Observe that we assume the number of particles and the volume of both the reservoir and the composite system to be constant, so that the entropy does really only depend on the volume (or at least we assume that the dependency on the volume is negligible). For the numerator, we need a different approach. Let us try a Taylor expansion around the energy U_{tot} - U = U_R. The first derivative of the entropy with respect to the energy is – by definition – the inverse of the temperature:

\frac{\partial S_R}{\partial U_R} = \frac{1}{T}

The second derivative turns out to be related to the heat capacity C_R of the reservoir. In fact, we have

\frac{\partial}{\partial U_R} \frac{1}{T} = - \frac{1}{T^2 C_R}

Now a heat bath is characterised by the property that we can add a virtually infinite amount of heat without raising the temperature. Thus the heat capacity is infinite, and the second derivative is (virtually) zero. Therefore our Taylor expansion is

S_R(U_{tot} - E(s)) = S_R(U_{tot} - U) + \frac{1}{T} (U - E(s))

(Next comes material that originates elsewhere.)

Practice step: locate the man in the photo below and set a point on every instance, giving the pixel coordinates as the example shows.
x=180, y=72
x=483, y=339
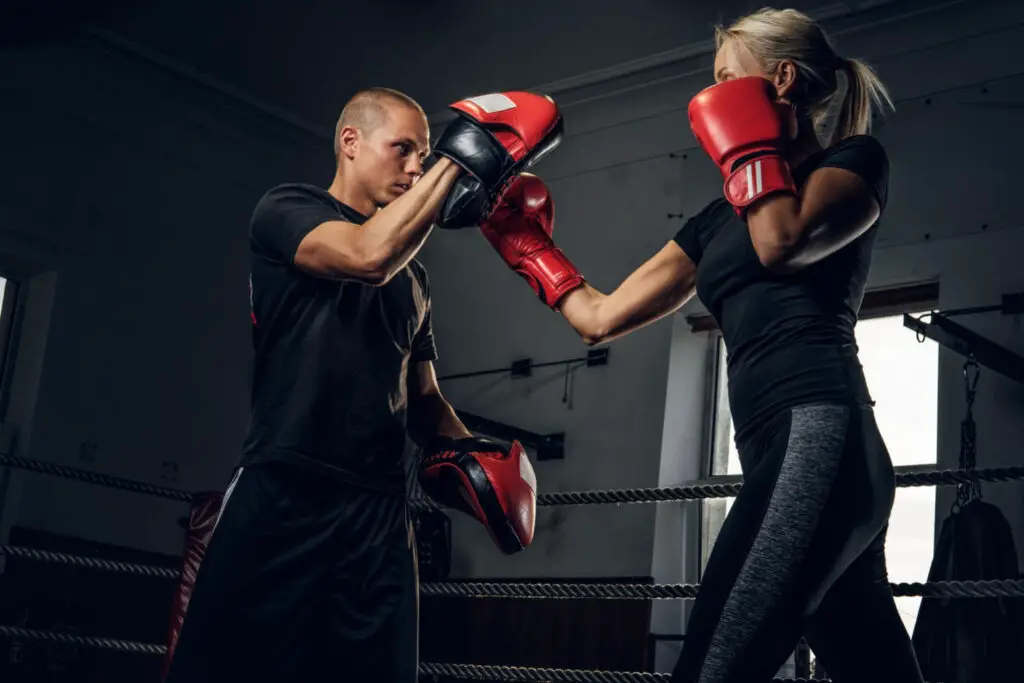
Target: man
x=310, y=570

Putting all this together, a few terms cancel out, and we find that

p(s) = \exp \frac{1}{kT} \left[ (U - TS(U)) - E(s) \right]

Now the energy U is the average, i.e. the macroscopically observable, energy of the primary system. Therefore U - TS is the Helmholtz energy F. If we also introduce the usual notation \beta for the inverse of kT, we finally find that

p(s) = e^{\beta F} e^{- \beta E(s)}

This is usually written down a bit differently. To obtain this form, let us sum this over all possible states. As U and therefore F are averages and do not depend on the actual state, but all probabilities have to add up to one, we find that

1 = e^{\beta F} \sum_s e^{- \beta E(s)}

The last sum is called the partition function and usually denoted by Z. Therefore we obtain

p(s) = \frac{1}{Z} e^{- \beta E(s)}

which is the Boltzmann distribution as it usually appears in textbooks. So we have found a structurally simple expression for the probability distribution, starting with a rather general set of assumptions.

Note that this equation tells us that the state with the lowest energy will have the highest probability. Thus the system will prefer states with low energies, and – due to the exponential – states with a significantly higher energy tend to be very unlikely.

Due to the very mild assumptions, the Boltzmann distribution applies to a large range of problems – it can be used to derive the laws for an ideal gas, for systems of spins in a solid or for a black body. However, the formula is only simple at the first glance – the real complexity is hidden in the partition function. With a few short calculations, one can for instance show that the entropy can be derived from the partition function as

S = k \frac{\partial}{\partial T} T \ln Z

Thus if we known the partition function as a function of the macroscopic variables, we know all the classical thermodynamical quantities like entropy, temperature and Helmholtz energy. In many cases, however, the partition function is not known, and we have to devise techniques to derive physically interesting results without a tractable expression for the partition function.

That was it for today. This blog was a bit theoretical, so next time we will apply this to a concrete model which is accessible for numerical simulations, namely the Ising model. Until then, you might want to go through my notes which contain some details on the Boltzmann distribution as well as examples and applications.

References

1. H.B. Callen, Thermodynamics and an introduction to thermostatistics, 2nd edition, John Wiley 1985
2. D.V. Schroeder, An introduction to thermal physics, Addison Wesley 2000

Boltzmann machines, spin, Markov chains and all that

The image above displays a set of handwritten digits on the left. They look a bit like being sketched on paper by someone in a hurry and then scanned and digitalized, not very accurate but still mostly readable – but they are artificial, produced by a neuronal network, more precisely a so called restricted Boltzmann machine.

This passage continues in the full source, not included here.